A random sample of 130 human body temperatures, provided in the Journal of Statistical Education, has a mean of 98.25◦ F and a standard deviation of 0.73◦ F. A researcher named Violet believes that the commonly reported mean body temperature of 98.6◦ F is incorrect. In this problem, you will conduct a hypothesis t-test to test Violet’s claim and determine if the given data indicates that the average human body temperature is different from 98.6◦ F.
(a) Verify that the conditions are satisfied to conduct a one-sample t-test for the population mean body temperature.
(b) Formulate null and alternative hypotheses to test if the average human body temperature is different from 98.6◦ F.
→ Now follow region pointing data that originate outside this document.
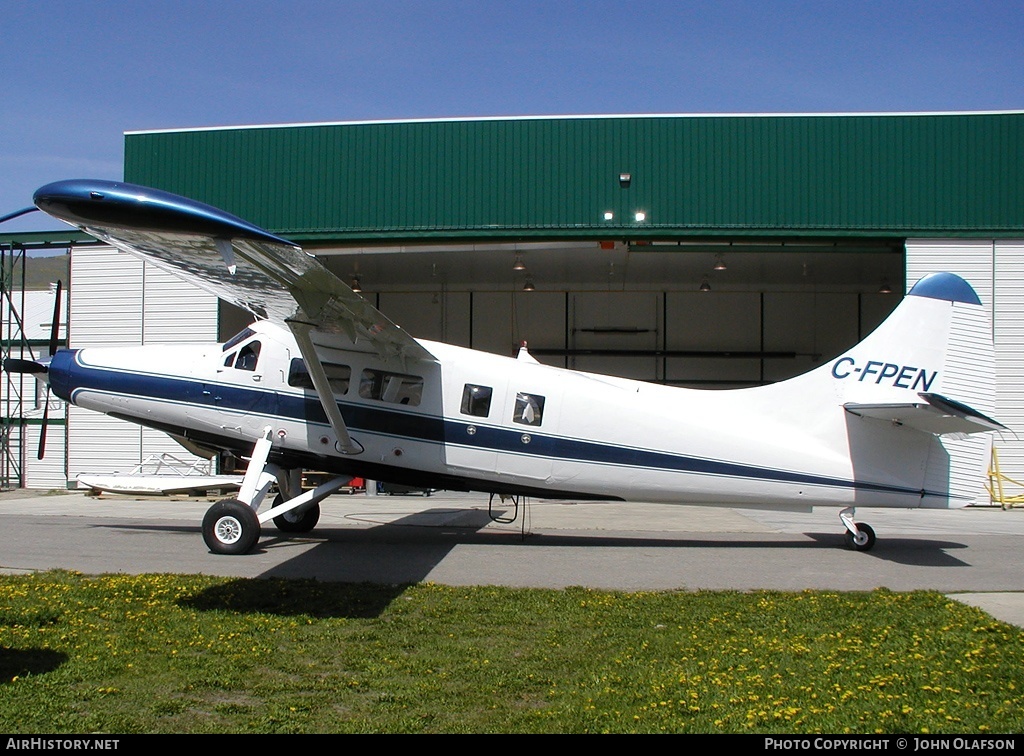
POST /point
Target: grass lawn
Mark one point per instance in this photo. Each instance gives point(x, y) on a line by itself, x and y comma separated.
point(189, 654)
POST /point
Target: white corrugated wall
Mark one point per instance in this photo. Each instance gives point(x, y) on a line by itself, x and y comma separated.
point(119, 300)
point(995, 269)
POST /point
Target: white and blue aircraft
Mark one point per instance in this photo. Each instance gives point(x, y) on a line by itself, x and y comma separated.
point(324, 381)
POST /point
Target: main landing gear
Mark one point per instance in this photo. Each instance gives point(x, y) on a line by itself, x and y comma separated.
point(232, 526)
point(859, 536)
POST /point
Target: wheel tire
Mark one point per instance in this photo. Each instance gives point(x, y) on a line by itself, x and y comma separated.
point(294, 521)
point(864, 542)
point(230, 528)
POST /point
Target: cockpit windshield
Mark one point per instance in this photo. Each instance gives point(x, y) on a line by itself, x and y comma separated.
point(238, 338)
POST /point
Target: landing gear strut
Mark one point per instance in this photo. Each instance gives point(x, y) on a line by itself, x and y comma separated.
point(232, 526)
point(859, 536)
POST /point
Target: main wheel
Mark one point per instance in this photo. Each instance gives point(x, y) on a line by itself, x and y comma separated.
point(864, 539)
point(297, 521)
point(230, 528)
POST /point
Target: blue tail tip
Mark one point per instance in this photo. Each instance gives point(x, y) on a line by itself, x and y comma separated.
point(945, 286)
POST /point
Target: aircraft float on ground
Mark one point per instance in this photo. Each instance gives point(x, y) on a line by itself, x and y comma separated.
point(324, 381)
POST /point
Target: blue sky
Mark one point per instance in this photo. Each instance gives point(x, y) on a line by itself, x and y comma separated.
point(75, 76)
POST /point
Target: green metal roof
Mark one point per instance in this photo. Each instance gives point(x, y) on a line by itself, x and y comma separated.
point(927, 174)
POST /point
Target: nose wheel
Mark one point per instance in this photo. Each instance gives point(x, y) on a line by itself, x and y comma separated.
point(230, 528)
point(859, 536)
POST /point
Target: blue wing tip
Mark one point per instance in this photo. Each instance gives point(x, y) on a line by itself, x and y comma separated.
point(945, 286)
point(85, 202)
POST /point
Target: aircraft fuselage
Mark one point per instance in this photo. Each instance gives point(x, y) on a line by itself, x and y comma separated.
point(478, 421)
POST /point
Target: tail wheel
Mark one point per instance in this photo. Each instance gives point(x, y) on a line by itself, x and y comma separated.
point(230, 528)
point(864, 539)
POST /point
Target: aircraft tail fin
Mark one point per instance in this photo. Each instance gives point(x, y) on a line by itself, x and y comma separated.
point(918, 395)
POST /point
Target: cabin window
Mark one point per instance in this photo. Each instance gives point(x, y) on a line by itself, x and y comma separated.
point(338, 376)
point(394, 387)
point(528, 409)
point(248, 357)
point(476, 401)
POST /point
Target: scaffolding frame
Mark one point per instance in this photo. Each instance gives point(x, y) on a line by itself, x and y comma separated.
point(13, 342)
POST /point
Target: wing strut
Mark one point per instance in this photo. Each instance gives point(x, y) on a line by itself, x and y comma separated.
point(301, 331)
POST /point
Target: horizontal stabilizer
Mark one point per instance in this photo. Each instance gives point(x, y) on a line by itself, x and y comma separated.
point(935, 415)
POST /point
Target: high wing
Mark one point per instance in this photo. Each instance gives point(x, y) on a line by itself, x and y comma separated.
point(243, 264)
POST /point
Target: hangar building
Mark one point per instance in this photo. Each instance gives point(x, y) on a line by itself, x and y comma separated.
point(709, 251)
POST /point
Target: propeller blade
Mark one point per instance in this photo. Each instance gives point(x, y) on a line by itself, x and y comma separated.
point(54, 342)
point(14, 365)
point(42, 428)
point(55, 326)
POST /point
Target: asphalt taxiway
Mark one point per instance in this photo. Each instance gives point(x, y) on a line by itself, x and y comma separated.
point(462, 539)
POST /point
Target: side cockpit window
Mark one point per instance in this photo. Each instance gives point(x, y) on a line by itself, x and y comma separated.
point(528, 409)
point(248, 357)
point(476, 401)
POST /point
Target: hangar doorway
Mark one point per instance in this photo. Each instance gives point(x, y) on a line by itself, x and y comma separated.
point(692, 312)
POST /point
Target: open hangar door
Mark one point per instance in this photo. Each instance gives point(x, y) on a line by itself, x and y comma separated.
point(692, 312)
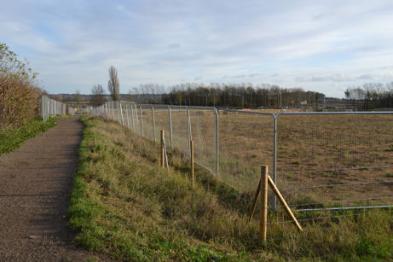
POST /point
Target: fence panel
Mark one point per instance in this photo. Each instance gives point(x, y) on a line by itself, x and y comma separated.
point(246, 143)
point(330, 160)
point(203, 133)
point(50, 107)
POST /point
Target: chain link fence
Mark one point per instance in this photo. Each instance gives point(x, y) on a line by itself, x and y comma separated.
point(318, 160)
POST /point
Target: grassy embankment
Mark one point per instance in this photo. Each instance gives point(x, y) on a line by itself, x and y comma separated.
point(12, 138)
point(126, 206)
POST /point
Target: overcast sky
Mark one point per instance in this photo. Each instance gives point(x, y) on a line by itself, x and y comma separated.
point(318, 45)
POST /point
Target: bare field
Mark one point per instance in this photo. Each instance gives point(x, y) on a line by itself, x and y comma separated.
point(322, 160)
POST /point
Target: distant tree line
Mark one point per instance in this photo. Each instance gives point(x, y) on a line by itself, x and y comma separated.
point(242, 96)
point(371, 96)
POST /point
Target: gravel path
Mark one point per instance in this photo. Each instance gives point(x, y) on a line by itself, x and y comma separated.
point(35, 184)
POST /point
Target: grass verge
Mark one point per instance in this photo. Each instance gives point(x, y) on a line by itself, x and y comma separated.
point(125, 206)
point(10, 139)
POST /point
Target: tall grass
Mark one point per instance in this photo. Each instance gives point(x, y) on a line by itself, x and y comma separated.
point(125, 205)
point(12, 138)
point(19, 96)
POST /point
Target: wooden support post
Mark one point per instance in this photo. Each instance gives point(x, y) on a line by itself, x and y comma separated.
point(264, 196)
point(254, 203)
point(284, 203)
point(162, 158)
point(192, 162)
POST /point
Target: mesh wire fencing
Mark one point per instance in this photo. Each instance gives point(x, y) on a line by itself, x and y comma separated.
point(246, 143)
point(318, 160)
point(50, 107)
point(335, 160)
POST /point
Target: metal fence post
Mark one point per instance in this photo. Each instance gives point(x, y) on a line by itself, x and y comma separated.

(c) Conduct a hypothesis t-test at the α = 0.01 level to determine if Violet’s claim is correct and the given sample data indicates that the average human body temperature is different from 98.6◦ F. Is the result of your test significant? Explain your answer.
a)
• In theory, the data should be drawn from a normal distribution
or it is a large sample (need
to check that n ≥ 30 ).
• The data must be reasonably random.
• The sample must be less than 10% of the population.
b)
Below are the null and alternative Hypothesis,
Null Hypothesis, H0: μ = 98.6
Alternative Hypothesis, Ha: μ ≠ 98.6
c)
Test statistic,
t = (xbar - mu)/(s/sqrt(n))
t = (98.25 - 98.6)/(0.73/sqrt(130))
t = -5.467
P-value Approach
P-value = 0
As P-value < 0.01, reject the null hypothesis.